Hitler and his God 590 pages
English

ABOUT

A background & analysis of the Nazi phenomenon. The role of Sri Aurobindo in the action against Hitler before & during the Second World War.

Hitler and his God

The Background to the Nazi Phenomenon

Georges van Vrekhem
Georges van Vrekhem

A background & analysis of the Nazi phenomenon. The role of Sri Aurobindo in the action against Hitler before & during the Second World War.

Hitler and his God 590 pages
English

Renaissance and Reformation

Whereas the so-called Revolutionary of the Upper Rhine thought and wrote in the tradition of the medieval eccentrics, the Renaissance scholars formed a network all over Europe, sharing their erudition, discoveries and enthusiasm for “the new learning”. They were, in a way, the first Europeans. But such were those turbulent times that the universality of their learning found itself obliged in each case to chose sides, religiously or politically, and that some paid with their lives for the refusal to bow to any particularism. It was still a time of dungeons, gallows and pyres. The Christian age which we call the Middle Ages was coming to an end; the age that followed, sub-divided by the historians in various periods, is not over yet. The Renaissance rediscovered the courage and art of thinking for oneself in the way the ancient Greeks and Romans had done, but this was a very suspect exercise in the eyes of the powers-that-be. They did not like questions because they did not like being put into question.

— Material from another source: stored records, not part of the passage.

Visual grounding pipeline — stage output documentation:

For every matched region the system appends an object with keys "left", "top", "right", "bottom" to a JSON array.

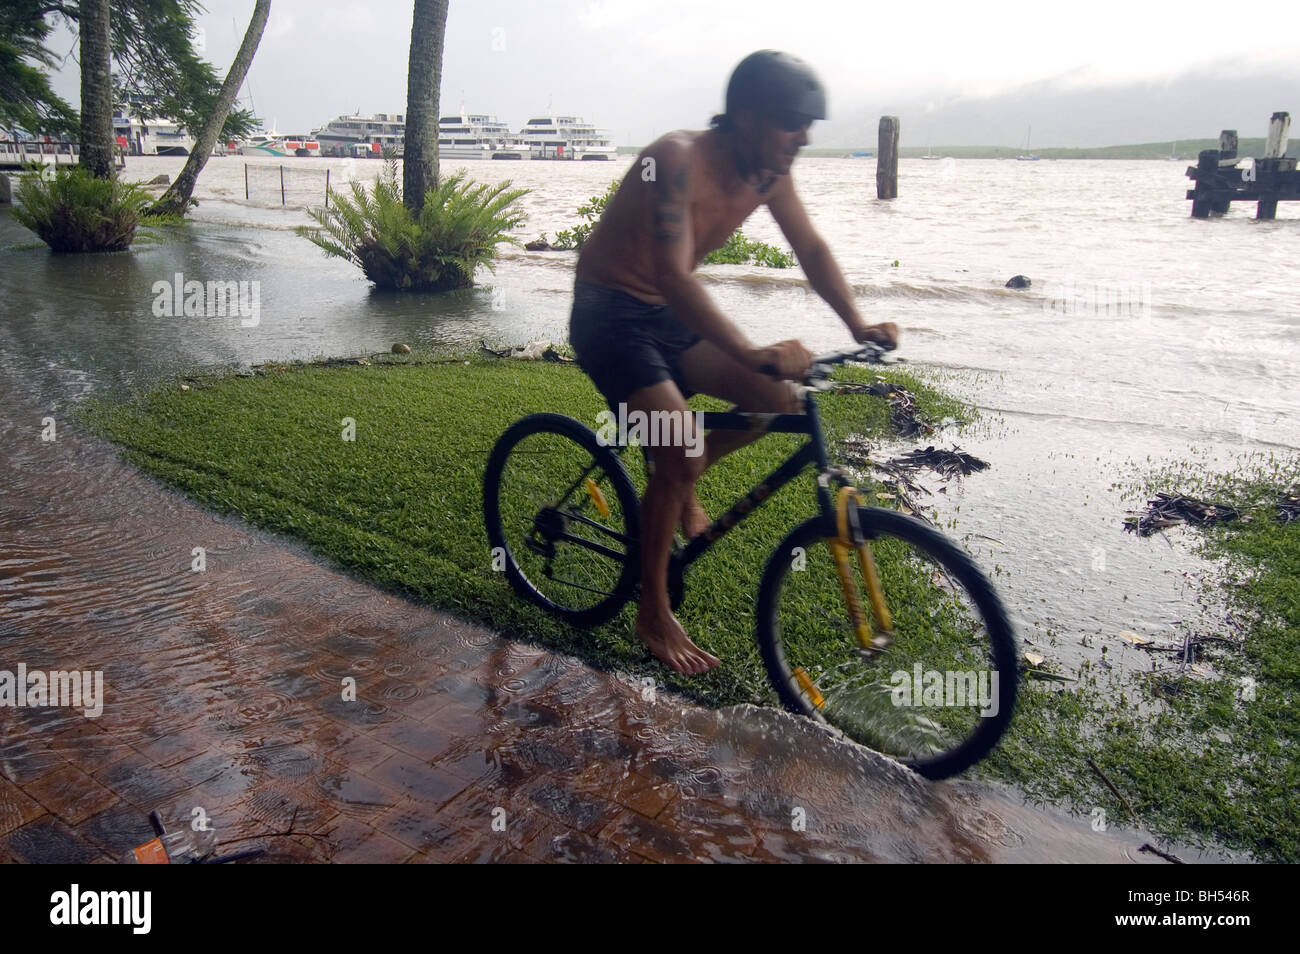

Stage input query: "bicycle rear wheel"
[
  {"left": 483, "top": 413, "right": 639, "bottom": 627},
  {"left": 756, "top": 507, "right": 1017, "bottom": 779}
]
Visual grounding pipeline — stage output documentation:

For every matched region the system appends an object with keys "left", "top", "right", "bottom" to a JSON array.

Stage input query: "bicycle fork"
[{"left": 794, "top": 486, "right": 895, "bottom": 710}]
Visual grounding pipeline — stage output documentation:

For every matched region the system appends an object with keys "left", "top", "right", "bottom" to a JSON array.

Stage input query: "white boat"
[
  {"left": 311, "top": 113, "right": 406, "bottom": 157},
  {"left": 922, "top": 145, "right": 942, "bottom": 160},
  {"left": 1165, "top": 141, "right": 1182, "bottom": 160},
  {"left": 517, "top": 113, "right": 616, "bottom": 160},
  {"left": 113, "top": 106, "right": 196, "bottom": 156},
  {"left": 1016, "top": 124, "right": 1040, "bottom": 161},
  {"left": 0, "top": 138, "right": 80, "bottom": 169},
  {"left": 438, "top": 109, "right": 525, "bottom": 160},
  {"left": 236, "top": 130, "right": 322, "bottom": 158}
]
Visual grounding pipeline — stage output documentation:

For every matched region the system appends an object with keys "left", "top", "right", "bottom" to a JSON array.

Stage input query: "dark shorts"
[{"left": 568, "top": 279, "right": 702, "bottom": 408}]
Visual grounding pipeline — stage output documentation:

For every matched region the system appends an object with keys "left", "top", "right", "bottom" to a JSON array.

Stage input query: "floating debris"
[
  {"left": 1118, "top": 630, "right": 1152, "bottom": 646},
  {"left": 887, "top": 389, "right": 934, "bottom": 437},
  {"left": 480, "top": 339, "right": 574, "bottom": 363},
  {"left": 1124, "top": 492, "right": 1240, "bottom": 536},
  {"left": 1277, "top": 484, "right": 1300, "bottom": 524},
  {"left": 889, "top": 445, "right": 989, "bottom": 479},
  {"left": 831, "top": 381, "right": 938, "bottom": 437}
]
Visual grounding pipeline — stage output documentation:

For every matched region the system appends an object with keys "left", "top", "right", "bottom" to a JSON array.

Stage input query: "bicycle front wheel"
[
  {"left": 484, "top": 413, "right": 640, "bottom": 627},
  {"left": 756, "top": 507, "right": 1017, "bottom": 780}
]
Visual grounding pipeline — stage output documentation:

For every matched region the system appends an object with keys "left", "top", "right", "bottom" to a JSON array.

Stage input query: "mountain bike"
[{"left": 482, "top": 343, "right": 1017, "bottom": 779}]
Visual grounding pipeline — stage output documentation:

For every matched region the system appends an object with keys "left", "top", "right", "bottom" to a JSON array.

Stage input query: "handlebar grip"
[{"left": 758, "top": 363, "right": 780, "bottom": 378}]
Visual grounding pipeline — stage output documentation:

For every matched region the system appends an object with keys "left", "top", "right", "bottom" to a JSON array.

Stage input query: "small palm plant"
[
  {"left": 11, "top": 165, "right": 153, "bottom": 253},
  {"left": 299, "top": 159, "right": 530, "bottom": 292}
]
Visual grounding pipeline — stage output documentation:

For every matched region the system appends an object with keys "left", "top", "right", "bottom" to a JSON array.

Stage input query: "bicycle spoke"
[{"left": 762, "top": 519, "right": 1012, "bottom": 772}]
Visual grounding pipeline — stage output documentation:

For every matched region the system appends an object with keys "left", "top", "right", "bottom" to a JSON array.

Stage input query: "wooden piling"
[
  {"left": 280, "top": 165, "right": 286, "bottom": 206},
  {"left": 1264, "top": 112, "right": 1291, "bottom": 158},
  {"left": 244, "top": 163, "right": 249, "bottom": 200},
  {"left": 1218, "top": 130, "right": 1238, "bottom": 162},
  {"left": 1191, "top": 150, "right": 1218, "bottom": 218},
  {"left": 877, "top": 116, "right": 899, "bottom": 199},
  {"left": 1187, "top": 112, "right": 1298, "bottom": 219},
  {"left": 1211, "top": 131, "right": 1237, "bottom": 213}
]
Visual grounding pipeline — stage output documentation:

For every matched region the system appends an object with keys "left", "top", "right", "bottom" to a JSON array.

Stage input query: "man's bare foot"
[
  {"left": 635, "top": 606, "right": 721, "bottom": 675},
  {"left": 679, "top": 491, "right": 711, "bottom": 540}
]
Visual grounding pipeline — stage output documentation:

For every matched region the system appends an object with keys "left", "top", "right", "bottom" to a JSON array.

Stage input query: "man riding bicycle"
[{"left": 569, "top": 50, "right": 899, "bottom": 675}]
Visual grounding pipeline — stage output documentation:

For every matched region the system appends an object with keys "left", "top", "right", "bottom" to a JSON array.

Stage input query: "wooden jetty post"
[
  {"left": 1257, "top": 112, "right": 1293, "bottom": 220},
  {"left": 1212, "top": 130, "right": 1237, "bottom": 213},
  {"left": 877, "top": 116, "right": 899, "bottom": 199},
  {"left": 1187, "top": 112, "right": 1297, "bottom": 219}
]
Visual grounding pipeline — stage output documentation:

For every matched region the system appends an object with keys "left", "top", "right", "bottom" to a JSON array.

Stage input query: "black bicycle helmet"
[{"left": 724, "top": 50, "right": 827, "bottom": 122}]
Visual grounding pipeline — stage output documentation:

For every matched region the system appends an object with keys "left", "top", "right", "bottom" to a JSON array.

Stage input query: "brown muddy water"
[{"left": 2, "top": 155, "right": 1286, "bottom": 861}]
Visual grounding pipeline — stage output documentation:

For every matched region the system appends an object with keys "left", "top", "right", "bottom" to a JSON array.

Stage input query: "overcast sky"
[{"left": 47, "top": 0, "right": 1300, "bottom": 146}]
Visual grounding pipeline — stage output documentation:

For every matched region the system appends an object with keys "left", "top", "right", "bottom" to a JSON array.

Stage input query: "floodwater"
[{"left": 0, "top": 153, "right": 1292, "bottom": 861}]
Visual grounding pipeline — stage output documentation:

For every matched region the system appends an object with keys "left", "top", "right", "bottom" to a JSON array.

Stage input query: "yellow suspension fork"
[
  {"left": 792, "top": 486, "right": 896, "bottom": 709},
  {"left": 832, "top": 486, "right": 893, "bottom": 651}
]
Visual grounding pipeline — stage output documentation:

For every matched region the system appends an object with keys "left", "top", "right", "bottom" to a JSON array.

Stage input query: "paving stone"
[
  {"left": 6, "top": 815, "right": 100, "bottom": 863},
  {"left": 20, "top": 762, "right": 119, "bottom": 826}
]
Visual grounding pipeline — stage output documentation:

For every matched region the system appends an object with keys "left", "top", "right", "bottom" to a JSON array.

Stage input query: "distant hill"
[
  {"left": 620, "top": 139, "right": 1281, "bottom": 159},
  {"left": 814, "top": 138, "right": 1276, "bottom": 159}
]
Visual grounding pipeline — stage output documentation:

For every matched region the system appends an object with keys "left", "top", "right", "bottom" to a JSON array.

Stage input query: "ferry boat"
[
  {"left": 0, "top": 138, "right": 80, "bottom": 169},
  {"left": 516, "top": 113, "right": 616, "bottom": 160},
  {"left": 112, "top": 106, "right": 196, "bottom": 156},
  {"left": 438, "top": 110, "right": 525, "bottom": 160},
  {"left": 237, "top": 131, "right": 321, "bottom": 157},
  {"left": 311, "top": 113, "right": 406, "bottom": 157}
]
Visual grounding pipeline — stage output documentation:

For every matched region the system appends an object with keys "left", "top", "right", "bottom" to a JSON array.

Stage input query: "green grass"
[
  {"left": 988, "top": 455, "right": 1300, "bottom": 862},
  {"left": 79, "top": 355, "right": 1300, "bottom": 859},
  {"left": 79, "top": 353, "right": 964, "bottom": 715}
]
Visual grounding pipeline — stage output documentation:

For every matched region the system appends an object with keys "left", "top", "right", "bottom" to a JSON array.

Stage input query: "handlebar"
[{"left": 759, "top": 341, "right": 889, "bottom": 384}]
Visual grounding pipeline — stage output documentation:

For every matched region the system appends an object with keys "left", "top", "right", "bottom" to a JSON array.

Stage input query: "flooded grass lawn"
[{"left": 80, "top": 354, "right": 1300, "bottom": 861}]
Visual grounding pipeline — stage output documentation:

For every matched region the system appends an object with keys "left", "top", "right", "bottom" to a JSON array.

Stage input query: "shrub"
[
  {"left": 540, "top": 180, "right": 795, "bottom": 267},
  {"left": 546, "top": 178, "right": 618, "bottom": 251},
  {"left": 702, "top": 230, "right": 795, "bottom": 268},
  {"left": 11, "top": 164, "right": 152, "bottom": 253},
  {"left": 299, "top": 159, "right": 530, "bottom": 292}
]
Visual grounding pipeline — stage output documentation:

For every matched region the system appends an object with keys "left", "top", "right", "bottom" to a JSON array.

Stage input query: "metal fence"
[{"left": 242, "top": 163, "right": 332, "bottom": 208}]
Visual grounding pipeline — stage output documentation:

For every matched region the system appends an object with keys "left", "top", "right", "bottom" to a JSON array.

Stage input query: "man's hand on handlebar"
[
  {"left": 850, "top": 321, "right": 900, "bottom": 351},
  {"left": 749, "top": 339, "right": 814, "bottom": 381}
]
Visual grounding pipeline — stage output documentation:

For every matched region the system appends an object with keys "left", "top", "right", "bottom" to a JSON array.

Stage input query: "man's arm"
[
  {"left": 647, "top": 137, "right": 761, "bottom": 366},
  {"left": 767, "top": 178, "right": 899, "bottom": 348}
]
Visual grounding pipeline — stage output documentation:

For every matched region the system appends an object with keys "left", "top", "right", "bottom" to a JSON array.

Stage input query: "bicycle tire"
[
  {"left": 756, "top": 507, "right": 1017, "bottom": 780},
  {"left": 483, "top": 413, "right": 640, "bottom": 627}
]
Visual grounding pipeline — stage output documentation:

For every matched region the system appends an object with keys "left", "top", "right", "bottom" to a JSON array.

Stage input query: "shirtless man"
[{"left": 569, "top": 50, "right": 899, "bottom": 675}]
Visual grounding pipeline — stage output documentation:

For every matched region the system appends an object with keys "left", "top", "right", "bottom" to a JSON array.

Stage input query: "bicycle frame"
[{"left": 647, "top": 386, "right": 841, "bottom": 571}]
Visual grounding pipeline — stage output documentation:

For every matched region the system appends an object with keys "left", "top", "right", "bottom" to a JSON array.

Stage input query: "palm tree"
[
  {"left": 150, "top": 0, "right": 271, "bottom": 217},
  {"left": 78, "top": 0, "right": 114, "bottom": 178},
  {"left": 402, "top": 0, "right": 449, "bottom": 216}
]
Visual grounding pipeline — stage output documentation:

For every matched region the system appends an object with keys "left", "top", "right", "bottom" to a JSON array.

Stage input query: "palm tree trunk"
[
  {"left": 150, "top": 0, "right": 272, "bottom": 217},
  {"left": 78, "top": 0, "right": 114, "bottom": 178},
  {"left": 403, "top": 0, "right": 449, "bottom": 216}
]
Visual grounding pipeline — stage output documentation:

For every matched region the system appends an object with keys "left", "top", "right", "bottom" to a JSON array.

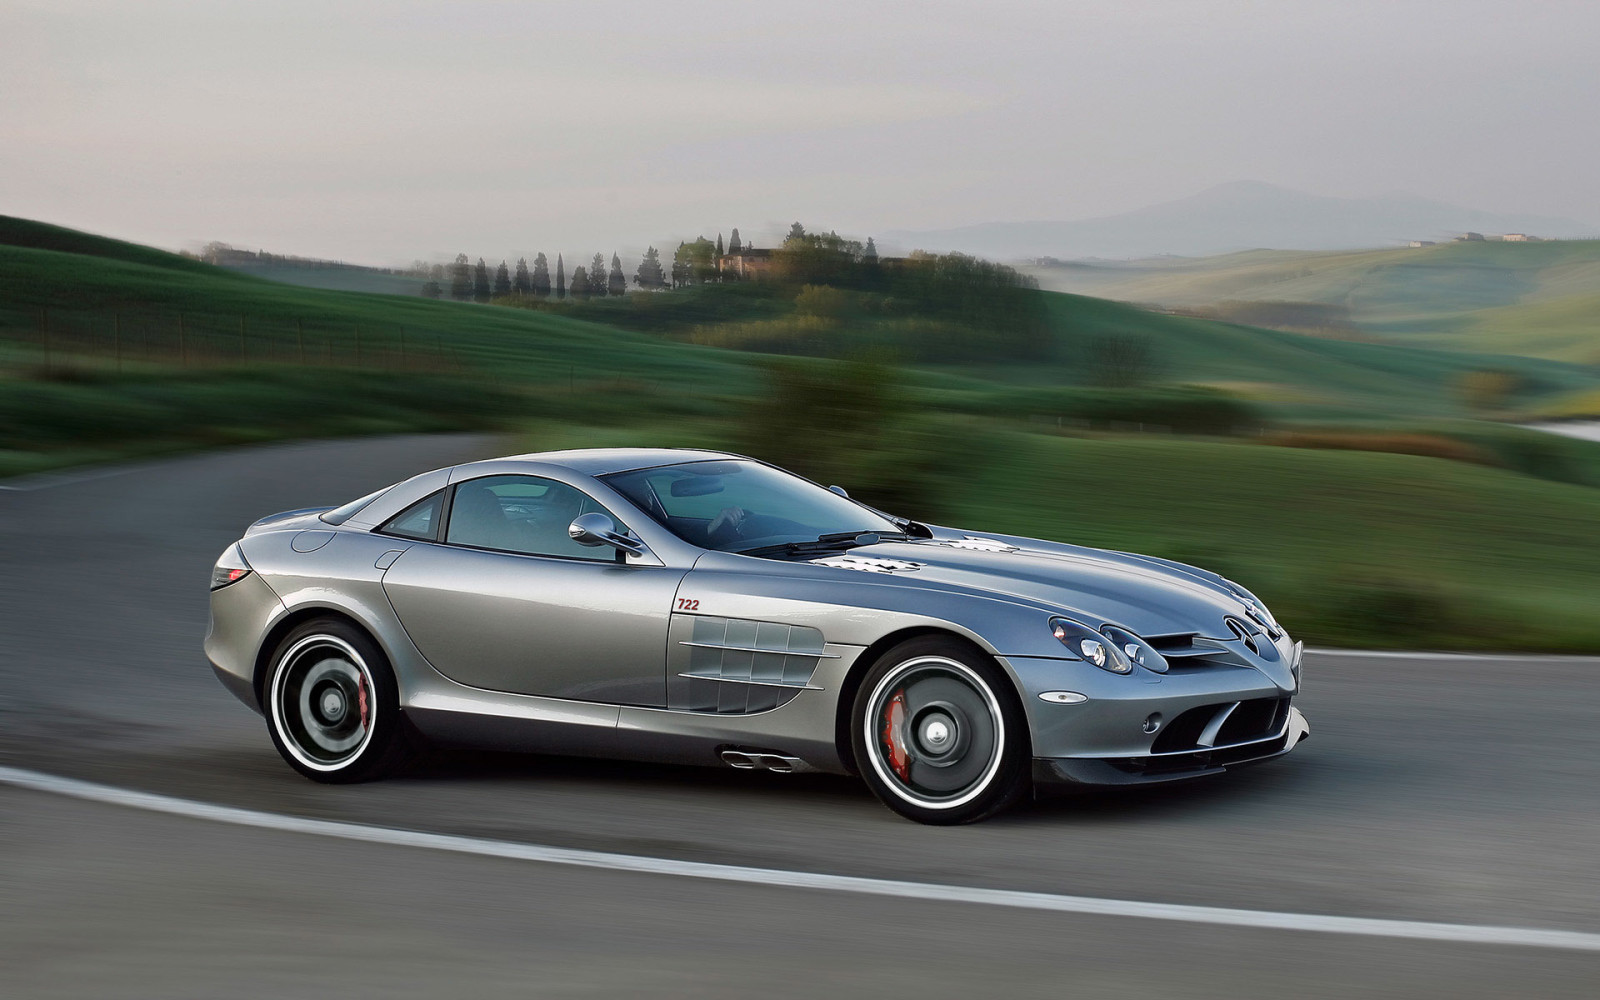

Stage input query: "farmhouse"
[{"left": 717, "top": 247, "right": 775, "bottom": 279}]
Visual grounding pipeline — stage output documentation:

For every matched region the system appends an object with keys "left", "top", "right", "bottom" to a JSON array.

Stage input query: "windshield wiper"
[{"left": 736, "top": 530, "right": 908, "bottom": 559}]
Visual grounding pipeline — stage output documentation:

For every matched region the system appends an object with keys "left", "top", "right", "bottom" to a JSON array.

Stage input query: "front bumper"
[{"left": 1033, "top": 706, "right": 1309, "bottom": 789}]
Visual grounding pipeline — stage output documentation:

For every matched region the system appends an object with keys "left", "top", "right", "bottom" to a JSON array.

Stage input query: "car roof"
[{"left": 461, "top": 447, "right": 746, "bottom": 477}]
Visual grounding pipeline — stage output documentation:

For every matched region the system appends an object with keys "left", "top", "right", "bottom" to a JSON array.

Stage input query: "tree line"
[
  {"left": 422, "top": 249, "right": 670, "bottom": 301},
  {"left": 421, "top": 227, "right": 772, "bottom": 301},
  {"left": 420, "top": 223, "right": 1041, "bottom": 341}
]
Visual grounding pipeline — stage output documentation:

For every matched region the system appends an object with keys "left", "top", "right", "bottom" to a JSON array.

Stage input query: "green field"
[
  {"left": 1027, "top": 239, "right": 1600, "bottom": 364},
  {"left": 5, "top": 215, "right": 1600, "bottom": 651}
]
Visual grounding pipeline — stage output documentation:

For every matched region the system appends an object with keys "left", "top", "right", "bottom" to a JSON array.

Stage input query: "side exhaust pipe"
[{"left": 719, "top": 749, "right": 812, "bottom": 773}]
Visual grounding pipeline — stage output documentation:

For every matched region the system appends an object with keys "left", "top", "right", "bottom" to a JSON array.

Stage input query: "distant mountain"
[{"left": 886, "top": 181, "right": 1598, "bottom": 260}]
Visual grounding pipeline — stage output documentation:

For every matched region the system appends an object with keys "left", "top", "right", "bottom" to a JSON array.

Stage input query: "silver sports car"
[{"left": 206, "top": 448, "right": 1308, "bottom": 824}]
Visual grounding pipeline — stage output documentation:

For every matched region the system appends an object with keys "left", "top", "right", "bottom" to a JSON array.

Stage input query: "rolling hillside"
[
  {"left": 4, "top": 214, "right": 1598, "bottom": 427},
  {"left": 1026, "top": 239, "right": 1600, "bottom": 364}
]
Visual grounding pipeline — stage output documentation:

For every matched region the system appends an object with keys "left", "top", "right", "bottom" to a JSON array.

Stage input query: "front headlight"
[{"left": 1049, "top": 617, "right": 1133, "bottom": 674}]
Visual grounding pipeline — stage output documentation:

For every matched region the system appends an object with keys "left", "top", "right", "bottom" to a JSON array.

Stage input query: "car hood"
[{"left": 819, "top": 529, "right": 1255, "bottom": 642}]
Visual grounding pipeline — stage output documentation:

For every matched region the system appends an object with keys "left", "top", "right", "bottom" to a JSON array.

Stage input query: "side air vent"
[{"left": 670, "top": 616, "right": 832, "bottom": 714}]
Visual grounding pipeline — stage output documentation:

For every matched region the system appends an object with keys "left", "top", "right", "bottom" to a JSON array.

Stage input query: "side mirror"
[
  {"left": 827, "top": 485, "right": 849, "bottom": 498},
  {"left": 568, "top": 512, "right": 648, "bottom": 558}
]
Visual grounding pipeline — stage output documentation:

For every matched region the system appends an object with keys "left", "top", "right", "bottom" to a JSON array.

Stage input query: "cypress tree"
[
  {"left": 729, "top": 228, "right": 742, "bottom": 253},
  {"left": 473, "top": 258, "right": 491, "bottom": 302},
  {"left": 717, "top": 233, "right": 725, "bottom": 256},
  {"left": 493, "top": 260, "right": 511, "bottom": 297},
  {"left": 450, "top": 253, "right": 472, "bottom": 301},
  {"left": 585, "top": 253, "right": 604, "bottom": 298},
  {"left": 556, "top": 254, "right": 566, "bottom": 299},
  {"left": 570, "top": 265, "right": 590, "bottom": 299},
  {"left": 513, "top": 257, "right": 531, "bottom": 294},
  {"left": 532, "top": 253, "right": 551, "bottom": 297},
  {"left": 608, "top": 253, "right": 626, "bottom": 296},
  {"left": 864, "top": 237, "right": 879, "bottom": 262},
  {"left": 634, "top": 246, "right": 665, "bottom": 289}
]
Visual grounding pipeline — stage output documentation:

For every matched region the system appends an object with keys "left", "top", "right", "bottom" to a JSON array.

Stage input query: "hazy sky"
[{"left": 4, "top": 0, "right": 1598, "bottom": 265}]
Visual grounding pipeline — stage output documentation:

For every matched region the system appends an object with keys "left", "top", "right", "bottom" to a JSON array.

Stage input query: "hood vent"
[
  {"left": 936, "top": 536, "right": 1020, "bottom": 553},
  {"left": 811, "top": 554, "right": 924, "bottom": 574}
]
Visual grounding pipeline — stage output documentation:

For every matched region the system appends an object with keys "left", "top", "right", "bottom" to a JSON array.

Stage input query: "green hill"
[
  {"left": 0, "top": 216, "right": 214, "bottom": 274},
  {"left": 1023, "top": 290, "right": 1599, "bottom": 421},
  {"left": 1026, "top": 239, "right": 1600, "bottom": 363},
  {"left": 4, "top": 216, "right": 1599, "bottom": 427}
]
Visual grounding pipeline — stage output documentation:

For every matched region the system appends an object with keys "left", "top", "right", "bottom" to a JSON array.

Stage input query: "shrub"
[{"left": 733, "top": 357, "right": 1004, "bottom": 520}]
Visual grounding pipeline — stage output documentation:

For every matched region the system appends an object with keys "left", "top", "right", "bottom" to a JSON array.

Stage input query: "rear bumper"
[
  {"left": 209, "top": 658, "right": 261, "bottom": 714},
  {"left": 203, "top": 571, "right": 284, "bottom": 715},
  {"left": 1033, "top": 706, "right": 1309, "bottom": 789}
]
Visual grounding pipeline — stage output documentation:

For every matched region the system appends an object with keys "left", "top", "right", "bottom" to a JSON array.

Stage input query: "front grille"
[{"left": 1144, "top": 632, "right": 1242, "bottom": 673}]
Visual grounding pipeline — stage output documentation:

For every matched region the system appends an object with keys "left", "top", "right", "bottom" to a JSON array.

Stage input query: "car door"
[{"left": 380, "top": 474, "right": 686, "bottom": 706}]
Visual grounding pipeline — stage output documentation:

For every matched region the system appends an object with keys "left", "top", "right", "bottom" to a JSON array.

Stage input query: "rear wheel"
[
  {"left": 851, "top": 637, "right": 1030, "bottom": 824},
  {"left": 264, "top": 618, "right": 416, "bottom": 783}
]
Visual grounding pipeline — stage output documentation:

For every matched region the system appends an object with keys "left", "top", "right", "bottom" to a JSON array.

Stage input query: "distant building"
[
  {"left": 1501, "top": 233, "right": 1533, "bottom": 242},
  {"left": 717, "top": 247, "right": 775, "bottom": 280},
  {"left": 1456, "top": 232, "right": 1485, "bottom": 241},
  {"left": 1408, "top": 240, "right": 1436, "bottom": 248}
]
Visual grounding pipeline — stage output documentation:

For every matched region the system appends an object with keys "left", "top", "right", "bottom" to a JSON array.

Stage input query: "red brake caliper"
[
  {"left": 881, "top": 689, "right": 910, "bottom": 782},
  {"left": 357, "top": 675, "right": 369, "bottom": 731}
]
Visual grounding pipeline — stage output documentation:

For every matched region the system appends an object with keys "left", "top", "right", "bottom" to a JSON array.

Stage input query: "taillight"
[{"left": 211, "top": 543, "right": 253, "bottom": 590}]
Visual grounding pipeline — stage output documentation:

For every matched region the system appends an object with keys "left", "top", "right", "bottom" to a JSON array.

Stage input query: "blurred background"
[{"left": 3, "top": 2, "right": 1600, "bottom": 997}]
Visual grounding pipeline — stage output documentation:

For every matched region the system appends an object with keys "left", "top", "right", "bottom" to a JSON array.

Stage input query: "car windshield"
[{"left": 602, "top": 460, "right": 899, "bottom": 553}]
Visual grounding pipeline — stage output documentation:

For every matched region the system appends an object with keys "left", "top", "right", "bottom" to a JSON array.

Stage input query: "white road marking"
[
  {"left": 4, "top": 765, "right": 1599, "bottom": 953},
  {"left": 1307, "top": 648, "right": 1600, "bottom": 663}
]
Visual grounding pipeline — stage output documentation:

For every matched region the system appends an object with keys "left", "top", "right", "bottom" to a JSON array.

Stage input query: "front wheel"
[
  {"left": 263, "top": 618, "right": 417, "bottom": 783},
  {"left": 851, "top": 637, "right": 1030, "bottom": 824}
]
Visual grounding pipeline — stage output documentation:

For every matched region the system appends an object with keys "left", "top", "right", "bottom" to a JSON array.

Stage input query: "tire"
[
  {"left": 850, "top": 636, "right": 1030, "bottom": 824},
  {"left": 263, "top": 617, "right": 418, "bottom": 783}
]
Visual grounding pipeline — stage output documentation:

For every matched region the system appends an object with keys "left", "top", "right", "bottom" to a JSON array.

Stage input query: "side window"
[
  {"left": 378, "top": 491, "right": 444, "bottom": 541},
  {"left": 445, "top": 475, "right": 627, "bottom": 560}
]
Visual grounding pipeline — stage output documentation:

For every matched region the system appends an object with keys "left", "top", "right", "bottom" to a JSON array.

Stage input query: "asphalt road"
[{"left": 3, "top": 436, "right": 1598, "bottom": 997}]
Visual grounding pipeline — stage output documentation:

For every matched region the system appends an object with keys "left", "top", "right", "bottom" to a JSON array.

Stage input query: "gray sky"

The movement called “Renaissance” was much more complex than commonly realized. Nowadays it is superficially associated with the art of geniuses like Leonardo da Vinci, Michelangelo and Raphael, and with humanist scholars like Erasmus of Rotterdam. The art of the Renaissance was of course a most important aspect of the new way of looking at the world. A certain form of art always crowns a great cultural period. Yet it is little known that another current in the movement was the rediscovery of hermetism and magic, as shown in Frances Yates’ essay Giordano Bruno and the Hermetic Tradition and some of her other publications. She writes: “It cannot, I think, be sufficiently emphasized that these two Renaissance experiences [the intellectual and the magical] are of an entirely different order, using different sources in a different way, and making their appeal to different sides of the human mind.” 376 Marcello Ficino, who translated Plato, and Giovanni Pico della Mirandola were not only erudite classicists, they were also magicians, as was Giordano Bruno, who was burned for it at the stake in the year 1600. On the contrary, Desiderius Erasmus, Thomas More and John Colet, among many others, were literary humanists. Pico made the difference clear when he wrote to a friend: “We have lived illustrious and to posterity shall live, not in the school of the grammarians and teaching places of young minds, but in the company of the philosophers, conclaves of the sages, where the questions of debate are not concerning the mother of Andromache or the sons of Niobe and such light trifles, but of things human and divine.” 377 However, magic and occultism, although wellsprings of modern thinking and science, would remain an undercurrent in European culture and never reach the maturity they once obtained in Egypt and India. The intellectuals, “the grammarians”, would win the day and develop the “natural philosophy” we call science.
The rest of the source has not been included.